The cover of Rolling Stone India’s August issue, featuring singers Dhee and Shan Vincent de Paul for their songs Enjoy Enjaami and Neeye Oli, drew a lot of backlash on social media for ignoring lyricist Arivu despite his contribution to the songs.
In its tweet sharing the cover story on Friday, Rolling Stone India referred to Dhee and de Paul as “triumphant South Asian artists” who have been at the “front of erasing border lines with songs like Enjoy Enjaami and Neeye Oli respectively, released via platform and label maajja.”
However, Arivu, the independent singer and rapper who wrote the lyrics of Enjoy Enjaami and performed it with Dhee and co-wrote the lyrics of Neeye Oli with Shan, is not featured in the cover photo nor was he mentioned in the tweet.
Also, while the cover story features multiple quotes from both Dhee and Shan and is peppered with stills from their photoshoot, it includes only one quote from Arivu and no photographs of the rapper.
It is important to note that Enjoy Enjaami, which was released in March and became a milestone in Tamil indie music, is based on Arivu’s grandmother, Valliammal. The song includes lines that talk about someone not getting credit for their work. It is produced by music composer Santhosh Narayanan, who also composed Neeya Oli.
Many on social media called out the magazine for ignoring Arivu. Among these was filmmaker Pa Ranjith, whose film Sarpatta Parambarai features Neeye Oli. He wrote: “Arivu, the lyricist of Neeya Oli and singer as well as lyricist of Enjoy Enjaami has once again been invisiblised.” He further said, “Rolling Stone India and maajja, is it so difficult to understand that the lyrics of both songs challenges this erasure of public acknowledgement?”

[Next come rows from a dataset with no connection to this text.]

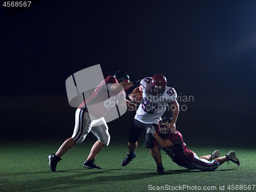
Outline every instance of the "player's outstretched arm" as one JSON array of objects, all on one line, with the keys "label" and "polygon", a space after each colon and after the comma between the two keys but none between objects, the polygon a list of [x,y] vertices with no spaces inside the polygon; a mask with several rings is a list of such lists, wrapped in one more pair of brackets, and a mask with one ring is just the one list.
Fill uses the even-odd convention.
[{"label": "player's outstretched arm", "polygon": [[110,89],[113,91],[121,91],[123,89],[125,90],[133,87],[133,84],[132,82],[124,82],[120,83],[114,83],[111,86]]},{"label": "player's outstretched arm", "polygon": [[137,96],[136,94],[138,92],[142,92],[142,90],[141,90],[141,88],[140,87],[140,86],[137,87],[137,88],[134,89],[134,90],[133,90],[131,94],[130,94],[129,98],[132,100],[132,101],[138,101],[136,98],[136,97]]}]

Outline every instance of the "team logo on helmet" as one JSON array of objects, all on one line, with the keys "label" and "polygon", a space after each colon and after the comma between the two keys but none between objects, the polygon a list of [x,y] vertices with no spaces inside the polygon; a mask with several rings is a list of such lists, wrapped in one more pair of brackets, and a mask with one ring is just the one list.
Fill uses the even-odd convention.
[{"label": "team logo on helmet", "polygon": [[165,77],[162,74],[155,75],[151,81],[151,89],[154,95],[161,96],[163,94],[167,84]]},{"label": "team logo on helmet", "polygon": [[172,117],[164,117],[159,121],[159,131],[163,134],[168,133],[170,131],[169,125],[172,121]]}]

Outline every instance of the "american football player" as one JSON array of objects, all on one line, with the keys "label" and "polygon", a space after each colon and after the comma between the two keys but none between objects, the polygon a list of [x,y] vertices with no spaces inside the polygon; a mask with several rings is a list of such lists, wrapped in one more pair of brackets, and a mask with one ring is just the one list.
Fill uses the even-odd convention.
[{"label": "american football player", "polygon": [[113,106],[120,103],[127,105],[129,111],[136,110],[137,105],[125,99],[125,91],[132,86],[138,86],[140,80],[130,82],[129,76],[118,71],[109,76],[98,86],[92,96],[81,103],[76,111],[75,125],[71,137],[67,139],[55,154],[48,157],[50,169],[55,172],[57,163],[64,154],[76,144],[81,143],[91,132],[98,139],[83,164],[86,168],[101,169],[94,159],[103,148],[109,145],[110,136],[104,116]]},{"label": "american football player", "polygon": [[[123,160],[122,166],[126,166],[135,158],[137,141],[140,134],[144,129],[152,125],[157,129],[159,120],[168,105],[173,109],[173,120],[169,123],[169,128],[173,133],[175,131],[175,123],[179,114],[177,96],[174,88],[167,86],[165,77],[158,74],[153,77],[146,77],[141,80],[140,86],[135,88],[129,96],[132,101],[138,101],[136,96],[138,92],[142,93],[143,101],[137,111],[130,129],[128,142],[129,153]],[[164,174],[161,154],[152,135],[146,134],[146,144],[157,163],[157,174]]]},{"label": "american football player", "polygon": [[163,149],[178,165],[190,170],[203,171],[215,170],[227,161],[231,161],[237,165],[240,165],[239,160],[233,151],[223,157],[219,157],[220,152],[216,150],[210,155],[198,157],[194,152],[187,148],[182,135],[179,131],[170,132],[168,126],[170,122],[169,117],[164,118],[160,121],[158,130],[156,131],[155,127],[148,127],[146,133],[147,135],[153,135],[155,138],[159,151]]}]

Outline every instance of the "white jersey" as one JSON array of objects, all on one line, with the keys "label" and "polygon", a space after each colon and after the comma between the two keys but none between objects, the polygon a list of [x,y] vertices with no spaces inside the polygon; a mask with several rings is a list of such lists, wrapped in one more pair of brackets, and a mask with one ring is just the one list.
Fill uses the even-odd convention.
[{"label": "white jersey", "polygon": [[174,88],[166,87],[163,95],[157,97],[151,92],[152,80],[152,77],[146,77],[140,81],[143,103],[139,106],[134,118],[143,123],[158,124],[168,104],[176,99],[177,93]]}]

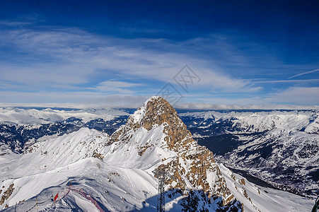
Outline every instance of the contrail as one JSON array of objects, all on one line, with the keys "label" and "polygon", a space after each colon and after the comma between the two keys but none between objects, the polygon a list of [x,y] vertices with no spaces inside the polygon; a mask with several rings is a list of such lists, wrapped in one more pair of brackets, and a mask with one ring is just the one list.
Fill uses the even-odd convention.
[{"label": "contrail", "polygon": [[307,71],[307,72],[303,72],[303,73],[298,73],[298,74],[294,75],[293,76],[287,78],[287,79],[289,79],[289,78],[294,78],[294,77],[296,77],[296,76],[298,76],[307,74],[307,73],[311,73],[315,72],[315,71],[319,71],[319,69],[315,69],[315,70],[313,70],[313,71]]}]

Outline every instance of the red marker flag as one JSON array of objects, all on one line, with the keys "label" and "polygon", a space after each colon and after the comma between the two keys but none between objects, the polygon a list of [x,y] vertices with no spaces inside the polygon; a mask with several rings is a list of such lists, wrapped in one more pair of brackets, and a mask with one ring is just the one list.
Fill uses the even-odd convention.
[{"label": "red marker flag", "polygon": [[58,199],[58,198],[59,198],[59,192],[57,192],[57,195],[55,195],[55,196],[54,196],[54,203],[55,203],[55,201],[57,200],[57,199]]}]

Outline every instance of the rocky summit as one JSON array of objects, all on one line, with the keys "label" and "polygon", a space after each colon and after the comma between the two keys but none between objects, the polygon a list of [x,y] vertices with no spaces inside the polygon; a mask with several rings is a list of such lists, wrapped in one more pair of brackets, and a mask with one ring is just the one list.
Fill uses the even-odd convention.
[{"label": "rocky summit", "polygon": [[94,115],[98,122],[90,123],[104,130],[86,127],[86,112],[78,115],[87,119],[68,117],[67,123],[75,122],[79,130],[54,129],[28,141],[22,153],[1,146],[0,210],[156,211],[159,184],[168,211],[286,212],[311,206],[307,199],[257,186],[217,164],[160,97],[149,98],[125,124],[123,117]]},{"label": "rocky summit", "polygon": [[162,98],[150,98],[129,117],[125,126],[112,135],[108,144],[134,143],[133,135],[141,129],[149,132],[158,128],[163,129],[161,139],[148,140],[143,146],[137,146],[136,150],[141,157],[156,148],[171,154],[168,157],[158,155],[161,161],[153,166],[155,170],[166,171],[175,177],[166,182],[168,189],[177,189],[187,195],[196,190],[201,195],[195,197],[193,194],[192,198],[207,201],[204,205],[209,206],[211,199],[221,197],[222,204],[219,205],[224,210],[232,207],[241,208],[241,204],[227,187],[213,153],[197,144],[176,110]]}]

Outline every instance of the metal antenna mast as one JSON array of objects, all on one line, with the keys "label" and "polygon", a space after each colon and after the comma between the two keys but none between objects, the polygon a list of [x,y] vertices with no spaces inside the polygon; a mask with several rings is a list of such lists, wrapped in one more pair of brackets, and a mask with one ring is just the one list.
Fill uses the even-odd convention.
[{"label": "metal antenna mast", "polygon": [[153,173],[157,175],[158,177],[158,197],[157,199],[157,212],[165,212],[165,179],[166,177],[175,179],[168,172],[164,170],[153,170]]}]

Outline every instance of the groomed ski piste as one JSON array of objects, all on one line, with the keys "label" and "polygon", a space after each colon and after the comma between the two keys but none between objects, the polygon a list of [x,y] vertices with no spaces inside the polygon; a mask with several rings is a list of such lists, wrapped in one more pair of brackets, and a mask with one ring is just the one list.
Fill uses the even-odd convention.
[{"label": "groomed ski piste", "polygon": [[[132,115],[134,122],[117,131],[124,132],[122,140],[112,143],[108,134],[81,128],[69,134],[45,136],[22,155],[1,150],[0,210],[156,211],[158,179],[153,171],[178,155],[166,147],[165,123],[154,124],[149,131],[144,127],[132,129],[141,120],[144,110]],[[187,160],[182,165],[186,171],[192,163]],[[219,168],[245,211],[310,211],[313,206],[313,200],[256,186],[223,165]],[[200,187],[195,188],[182,177],[186,189],[197,192]],[[214,185],[218,177],[207,172],[205,180]],[[166,192],[166,210],[181,211],[185,196],[173,192]],[[212,198],[208,205],[202,200],[197,202],[209,211],[215,211],[219,203],[220,199]]]},{"label": "groomed ski piste", "polygon": [[[79,155],[85,155],[90,149],[93,151],[93,148],[87,147],[86,151],[81,148],[84,141],[88,143],[96,141],[97,139],[103,141],[103,137],[107,138],[108,136],[94,129],[84,128],[71,134],[42,142],[42,154],[41,151],[36,151],[22,157],[13,153],[1,156],[1,177],[5,179],[1,183],[2,192],[11,184],[14,184],[15,188],[5,204],[1,206],[1,209],[4,209],[5,205],[8,204],[9,208],[4,211],[14,211],[17,203],[17,211],[27,211],[33,207],[30,211],[69,211],[70,209],[100,211],[92,201],[74,192],[81,190],[92,196],[105,211],[155,211],[158,179],[151,174],[151,169],[141,165],[139,165],[139,168],[132,168],[132,163],[130,163],[125,166],[125,163],[121,160],[123,158],[120,155],[110,160],[108,160],[108,157],[101,160],[92,157],[82,158]],[[51,146],[51,151],[54,153],[52,157],[43,155],[44,151],[48,151],[45,147],[47,144]],[[39,147],[37,150],[40,149]],[[161,151],[161,153],[164,152]],[[134,160],[132,158],[132,161]],[[147,164],[147,161],[145,163]],[[245,179],[245,184],[240,184],[231,177],[232,173],[229,170],[222,165],[219,167],[226,179],[228,187],[236,198],[243,204],[245,211],[311,210],[313,200],[282,191],[260,187],[250,183],[238,175],[233,174],[236,179]],[[61,198],[63,194],[67,192],[69,182],[74,190]],[[243,189],[246,190],[251,202],[245,196]],[[58,193],[59,198],[54,203],[53,196]],[[178,201],[181,198],[182,196],[177,196],[172,199],[166,196],[166,209],[180,211],[182,208]],[[37,200],[41,203],[48,199],[44,204],[38,204],[35,206]],[[211,211],[214,211],[214,208]]]}]

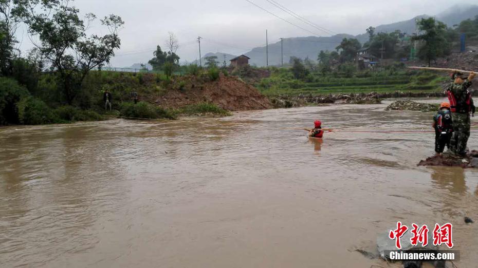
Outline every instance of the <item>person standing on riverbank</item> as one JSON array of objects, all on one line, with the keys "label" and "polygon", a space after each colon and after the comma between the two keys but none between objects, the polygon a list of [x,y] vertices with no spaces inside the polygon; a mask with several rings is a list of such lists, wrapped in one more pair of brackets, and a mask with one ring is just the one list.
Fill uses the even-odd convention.
[{"label": "person standing on riverbank", "polygon": [[447,89],[453,120],[453,134],[450,142],[450,150],[461,156],[466,154],[466,144],[470,137],[470,112],[474,113],[471,92],[468,88],[475,77],[471,72],[468,77],[458,71],[451,76],[453,82]]},{"label": "person standing on riverbank", "polygon": [[445,145],[450,148],[450,140],[453,131],[452,122],[450,103],[442,102],[440,105],[440,110],[433,117],[435,151],[437,154],[443,152]]},{"label": "person standing on riverbank", "polygon": [[109,90],[106,89],[103,94],[103,101],[104,102],[104,110],[107,110],[107,107],[109,106],[109,111],[111,111],[111,93]]},{"label": "person standing on riverbank", "polygon": [[130,93],[131,99],[134,102],[135,104],[138,103],[138,92],[136,90],[133,90]]}]

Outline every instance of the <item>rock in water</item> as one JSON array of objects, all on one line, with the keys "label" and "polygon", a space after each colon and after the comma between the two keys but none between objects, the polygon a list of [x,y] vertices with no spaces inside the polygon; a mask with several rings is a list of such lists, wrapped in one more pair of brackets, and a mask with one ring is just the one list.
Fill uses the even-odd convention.
[{"label": "rock in water", "polygon": [[417,166],[459,166],[463,168],[478,168],[478,151],[474,150],[464,157],[444,154],[421,160]]},{"label": "rock in water", "polygon": [[421,103],[413,101],[399,100],[392,103],[385,108],[385,110],[387,111],[436,111],[438,110],[439,107],[440,105],[438,104]]},{"label": "rock in water", "polygon": [[[433,241],[433,237],[432,234],[433,232],[429,232],[428,241]],[[427,246],[421,246],[420,244],[418,246],[412,245],[410,243],[410,239],[413,237],[413,234],[411,232],[407,232],[400,239],[401,244],[402,251],[407,251],[410,250],[438,250],[438,247],[433,245],[433,243],[428,243]],[[387,254],[385,251],[396,250],[395,247],[395,240],[392,240],[389,237],[389,232],[381,234],[377,237],[377,247],[378,249],[378,252],[380,253],[380,257],[386,261],[390,260],[390,257]]]}]

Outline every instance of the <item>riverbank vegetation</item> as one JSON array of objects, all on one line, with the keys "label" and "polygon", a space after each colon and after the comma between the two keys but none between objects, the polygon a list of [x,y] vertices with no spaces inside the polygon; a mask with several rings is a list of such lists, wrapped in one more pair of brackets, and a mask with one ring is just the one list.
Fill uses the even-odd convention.
[{"label": "riverbank vegetation", "polygon": [[280,95],[326,95],[400,92],[433,92],[442,90],[446,77],[427,71],[410,71],[405,66],[393,65],[381,71],[356,72],[348,66],[348,72],[326,74],[310,71],[303,78],[296,79],[286,69],[274,69],[269,78],[257,85],[268,96]]}]

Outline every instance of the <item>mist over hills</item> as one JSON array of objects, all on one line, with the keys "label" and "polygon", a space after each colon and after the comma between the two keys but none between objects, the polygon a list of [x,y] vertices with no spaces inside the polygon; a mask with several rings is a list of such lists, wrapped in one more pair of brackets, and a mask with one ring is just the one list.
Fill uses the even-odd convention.
[{"label": "mist over hills", "polygon": [[[459,24],[462,21],[468,18],[473,18],[478,15],[478,5],[465,4],[455,5],[437,14],[434,17],[438,21],[447,24],[448,27],[452,27]],[[375,27],[376,32],[392,32],[399,30],[402,32],[412,34],[416,31],[416,21],[422,18],[429,17],[430,15],[423,14],[416,16],[410,20],[397,22],[390,24],[384,24]],[[365,32],[365,29],[364,29]],[[283,61],[288,63],[291,56],[296,56],[301,59],[308,58],[316,61],[317,54],[320,50],[332,51],[340,43],[344,38],[356,38],[361,43],[366,42],[369,40],[366,33],[359,34],[356,36],[342,33],[332,36],[318,37],[306,36],[286,38],[283,40]],[[279,66],[281,62],[281,41],[276,41],[269,44],[269,65]],[[224,55],[226,55],[226,61],[228,65],[229,61],[238,55],[216,52],[208,53],[201,58],[204,66],[206,62],[205,58],[209,56],[216,56],[217,61],[222,65],[224,61]],[[266,64],[266,47],[258,47],[252,49],[250,51],[244,54],[251,58],[250,63],[252,65],[264,66]],[[193,63],[199,64],[196,61]],[[129,68],[139,68],[139,64],[136,64]]]}]

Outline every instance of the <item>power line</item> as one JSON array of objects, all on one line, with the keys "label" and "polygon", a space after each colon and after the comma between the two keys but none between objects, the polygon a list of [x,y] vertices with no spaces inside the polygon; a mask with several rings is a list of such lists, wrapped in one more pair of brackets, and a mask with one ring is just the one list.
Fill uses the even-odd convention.
[{"label": "power line", "polygon": [[[180,43],[180,44],[179,44],[179,45],[180,47],[189,46],[189,45],[192,45],[192,44],[195,44],[196,42],[197,42],[197,41],[196,41],[196,40],[194,40],[194,41],[189,41],[189,42],[185,42],[185,43]],[[131,51],[124,51],[124,52],[123,52],[123,53],[120,53],[120,54],[117,54],[115,55],[115,56],[127,56],[127,55],[133,55],[133,54],[141,54],[141,53],[143,53],[149,52],[150,52],[150,51],[154,51],[156,50],[156,47],[155,47],[154,48],[145,48],[145,49],[139,49],[139,50],[131,50]]]},{"label": "power line", "polygon": [[274,16],[274,17],[277,17],[277,18],[280,18],[280,20],[282,20],[282,21],[284,21],[284,22],[285,22],[288,23],[289,24],[290,24],[291,25],[293,25],[293,26],[296,26],[296,27],[297,27],[297,28],[300,28],[300,29],[302,29],[302,30],[304,30],[304,31],[306,31],[306,32],[309,32],[309,33],[311,33],[312,34],[314,34],[314,35],[316,35],[316,36],[320,36],[319,35],[317,34],[317,33],[315,33],[315,32],[314,32],[309,31],[308,30],[307,30],[307,29],[305,29],[305,28],[302,28],[302,27],[299,26],[299,25],[297,25],[297,24],[294,24],[294,23],[292,23],[289,22],[289,21],[287,21],[287,20],[285,20],[285,19],[284,19],[284,18],[282,18],[282,17],[279,16],[278,16],[277,15],[276,15],[276,14],[274,14],[273,13],[272,13],[272,12],[269,11],[269,10],[267,10],[267,9],[265,9],[265,8],[263,8],[263,7],[261,7],[260,6],[258,6],[258,5],[256,5],[255,4],[254,4],[254,3],[253,3],[253,2],[251,2],[251,1],[250,1],[249,0],[246,0],[246,1],[247,1],[248,2],[252,4],[252,5],[255,6],[256,7],[257,7],[260,8],[261,9],[262,9],[262,10],[264,10],[264,11],[266,11],[266,12],[268,13],[269,14],[270,14],[272,15],[272,16]]},{"label": "power line", "polygon": [[241,50],[252,50],[252,48],[245,48],[244,47],[239,47],[235,45],[231,45],[230,44],[228,44],[226,43],[220,42],[219,41],[215,41],[214,40],[212,40],[212,39],[210,39],[209,38],[208,39],[203,38],[203,39],[206,41],[207,41],[207,42],[210,42],[213,44],[215,44],[216,45],[220,45],[222,46],[224,46],[226,47],[232,47],[233,48],[237,48],[237,49],[241,49]]},{"label": "power line", "polygon": [[267,0],[267,1],[268,2],[271,3],[271,4],[272,4],[272,5],[273,5],[274,6],[275,6],[278,7],[279,8],[280,8],[280,9],[281,9],[281,10],[283,10],[283,11],[284,11],[284,12],[285,12],[288,13],[289,15],[291,15],[292,16],[295,17],[296,18],[297,18],[297,19],[298,19],[298,20],[299,20],[302,21],[302,22],[303,22],[303,23],[305,23],[305,24],[308,24],[308,25],[309,25],[312,26],[312,27],[314,27],[314,28],[316,28],[316,29],[319,30],[319,31],[323,31],[323,32],[324,32],[327,33],[329,34],[337,34],[337,33],[335,33],[335,32],[333,32],[332,31],[330,31],[330,30],[328,30],[328,29],[326,29],[326,28],[324,28],[324,27],[321,27],[321,26],[319,26],[319,25],[317,25],[317,24],[314,23],[313,22],[312,22],[309,21],[308,20],[307,20],[307,19],[304,18],[304,17],[303,17],[303,16],[301,16],[301,15],[298,14],[296,13],[296,12],[292,11],[292,10],[289,9],[288,8],[287,8],[284,7],[284,6],[281,5],[280,4],[277,3],[277,2],[274,1],[274,0]]}]

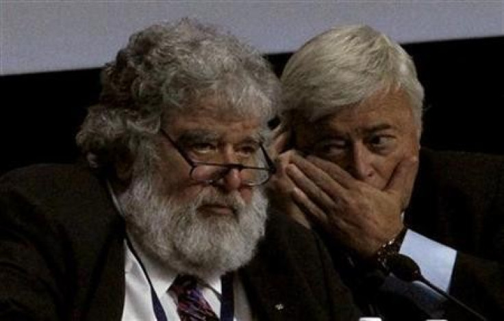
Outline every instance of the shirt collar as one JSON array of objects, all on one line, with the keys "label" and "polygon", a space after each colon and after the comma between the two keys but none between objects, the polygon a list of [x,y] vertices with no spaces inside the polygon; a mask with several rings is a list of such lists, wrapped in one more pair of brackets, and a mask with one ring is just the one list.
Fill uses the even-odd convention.
[{"label": "shirt collar", "polygon": [[[154,292],[158,297],[160,298],[163,294],[168,292],[172,283],[173,283],[177,274],[173,269],[162,264],[158,260],[155,260],[150,255],[147,255],[131,236],[131,235],[129,235],[135,251],[140,257],[140,259],[142,260],[142,263],[145,267],[145,270],[149,274],[149,277],[152,283],[152,286],[154,288]],[[125,242],[125,244],[126,244]],[[128,248],[127,246],[125,246],[127,253],[127,262],[125,265],[125,272],[126,273],[129,272],[135,265],[137,265],[138,268],[141,270],[142,268],[140,266],[140,263],[138,261],[129,248]],[[221,296],[222,284],[220,276],[215,275],[207,277],[201,280],[199,283],[201,286],[209,287],[212,291],[216,293],[218,296],[220,297]]]}]

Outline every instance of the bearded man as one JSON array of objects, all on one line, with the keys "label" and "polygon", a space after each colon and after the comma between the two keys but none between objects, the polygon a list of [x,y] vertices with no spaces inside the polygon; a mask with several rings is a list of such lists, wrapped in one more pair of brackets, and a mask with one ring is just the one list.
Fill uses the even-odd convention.
[{"label": "bearded man", "polygon": [[77,141],[0,181],[1,320],[357,318],[317,237],[266,214],[279,86],[184,19],[134,34]]}]

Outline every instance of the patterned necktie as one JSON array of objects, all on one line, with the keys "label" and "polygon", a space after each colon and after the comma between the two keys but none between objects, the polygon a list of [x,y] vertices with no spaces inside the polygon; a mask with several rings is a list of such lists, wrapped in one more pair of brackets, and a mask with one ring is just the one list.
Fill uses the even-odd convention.
[{"label": "patterned necktie", "polygon": [[218,321],[208,303],[198,290],[196,278],[179,275],[170,287],[177,296],[177,312],[181,321]]}]

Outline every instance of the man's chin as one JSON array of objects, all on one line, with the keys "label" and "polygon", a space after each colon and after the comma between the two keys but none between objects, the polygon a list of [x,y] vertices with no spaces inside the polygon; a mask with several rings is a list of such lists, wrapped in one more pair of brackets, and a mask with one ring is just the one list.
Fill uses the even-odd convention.
[{"label": "man's chin", "polygon": [[206,204],[198,207],[197,211],[202,217],[235,217],[236,212],[232,207],[216,204]]}]

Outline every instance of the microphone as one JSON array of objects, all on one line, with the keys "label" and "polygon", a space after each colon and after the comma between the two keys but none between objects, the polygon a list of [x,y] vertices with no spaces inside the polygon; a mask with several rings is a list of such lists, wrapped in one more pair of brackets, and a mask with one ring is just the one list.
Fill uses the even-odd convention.
[{"label": "microphone", "polygon": [[394,254],[387,257],[386,268],[389,272],[392,272],[397,277],[398,279],[406,282],[413,282],[418,281],[427,285],[442,296],[446,298],[449,300],[456,303],[459,307],[462,307],[466,311],[469,312],[473,316],[479,320],[486,321],[486,318],[468,307],[459,300],[451,296],[442,290],[432,284],[429,280],[425,279],[420,270],[420,267],[411,257],[403,254]]}]

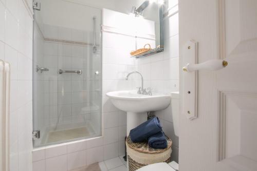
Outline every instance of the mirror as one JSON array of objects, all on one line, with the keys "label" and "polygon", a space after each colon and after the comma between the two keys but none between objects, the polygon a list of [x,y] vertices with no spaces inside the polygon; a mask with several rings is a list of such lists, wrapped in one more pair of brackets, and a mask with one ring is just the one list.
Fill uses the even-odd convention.
[{"label": "mirror", "polygon": [[136,50],[132,57],[142,58],[164,50],[163,8],[161,1],[146,0],[137,8],[133,7],[136,26]]}]

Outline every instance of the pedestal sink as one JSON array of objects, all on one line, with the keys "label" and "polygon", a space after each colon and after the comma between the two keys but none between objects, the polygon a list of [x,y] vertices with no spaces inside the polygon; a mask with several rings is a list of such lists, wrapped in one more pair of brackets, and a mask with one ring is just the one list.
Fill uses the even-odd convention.
[{"label": "pedestal sink", "polygon": [[112,103],[127,112],[127,136],[131,129],[146,121],[147,112],[164,109],[171,102],[170,95],[138,94],[137,91],[117,91],[106,93]]}]

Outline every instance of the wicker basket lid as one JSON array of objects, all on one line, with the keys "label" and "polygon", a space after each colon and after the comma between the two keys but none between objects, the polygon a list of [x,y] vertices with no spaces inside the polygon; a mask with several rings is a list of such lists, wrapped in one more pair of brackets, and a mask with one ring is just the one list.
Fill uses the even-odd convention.
[{"label": "wicker basket lid", "polygon": [[145,154],[158,154],[163,153],[170,148],[172,145],[171,140],[166,136],[167,139],[168,146],[164,149],[155,149],[149,146],[147,141],[138,143],[133,143],[130,138],[130,136],[127,137],[126,144],[127,148],[130,148],[139,153]]}]

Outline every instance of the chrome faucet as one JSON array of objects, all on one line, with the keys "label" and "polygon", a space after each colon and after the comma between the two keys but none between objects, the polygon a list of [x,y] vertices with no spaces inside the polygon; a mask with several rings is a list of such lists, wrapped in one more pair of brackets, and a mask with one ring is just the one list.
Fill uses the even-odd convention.
[{"label": "chrome faucet", "polygon": [[126,77],[126,80],[128,79],[128,77],[132,74],[132,73],[138,73],[141,76],[141,87],[138,87],[138,90],[137,91],[138,94],[147,94],[148,93],[145,89],[144,89],[144,80],[143,78],[143,76],[142,74],[138,71],[133,71],[130,73],[128,73],[127,77]]}]

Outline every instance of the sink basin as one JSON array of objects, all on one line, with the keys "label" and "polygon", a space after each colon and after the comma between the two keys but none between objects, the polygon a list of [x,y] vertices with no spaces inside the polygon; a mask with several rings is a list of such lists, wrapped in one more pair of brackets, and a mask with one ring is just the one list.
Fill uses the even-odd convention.
[{"label": "sink basin", "polygon": [[133,112],[145,112],[167,108],[171,103],[170,95],[153,93],[153,96],[138,94],[137,91],[112,91],[106,93],[113,104],[120,110]]},{"label": "sink basin", "polygon": [[147,112],[164,109],[171,103],[170,95],[138,94],[137,91],[117,91],[106,93],[112,103],[120,110],[127,112],[127,136],[130,130],[147,120]]}]

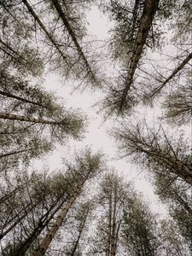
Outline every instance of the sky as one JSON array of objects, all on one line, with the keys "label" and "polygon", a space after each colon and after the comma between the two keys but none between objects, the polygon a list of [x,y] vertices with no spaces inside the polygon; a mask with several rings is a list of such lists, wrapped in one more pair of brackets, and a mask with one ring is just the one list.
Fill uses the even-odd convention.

The music label maajja, founded by AR Rahman, released both songs.
Filmmaker-lyricist CS Amudhan stated that Dhee, Santhosh Narayanan, and Rahman should speak up if Arivu’s “erasure wasn’t a deliberate and blatant move.” He continued, “Otherwise, it will go down as a historical injustice. These are people we believe are on the right side of the good fight, I really hope they do the right thing.”
Calling the incident “textbook intellectual theft and blatant brahminism,” filmmaker Leena Manimekalai also criticised the move and wrote, “It is really ironic that the very songs stolen from Arivu provide a response to and challenge the caste system that is at the root of such sidelining of the artist and exploitation of his work.”
Singer Chinmayi Sripada wrote, “The discussion on Arivu’s treatment isn’t a triviality, nor ‘taking it away from music.’ I truly hope Arivu at least had a contract in place, got paid his due as a creator and is getting the royalties for the insane hits on Enjoy Enjaami and Neeye Oli.”
This is not the first time Arivu has been sidelined. In June, DJ Snake remixed Enjoy Enjaami and it became the first Tamil indie song to be featured on a billboard on Times Square. While the billboard featured both Dhee and DJ Snake, Arivu’s photo was missing.
Dhee and de Paul have not commented on the issue.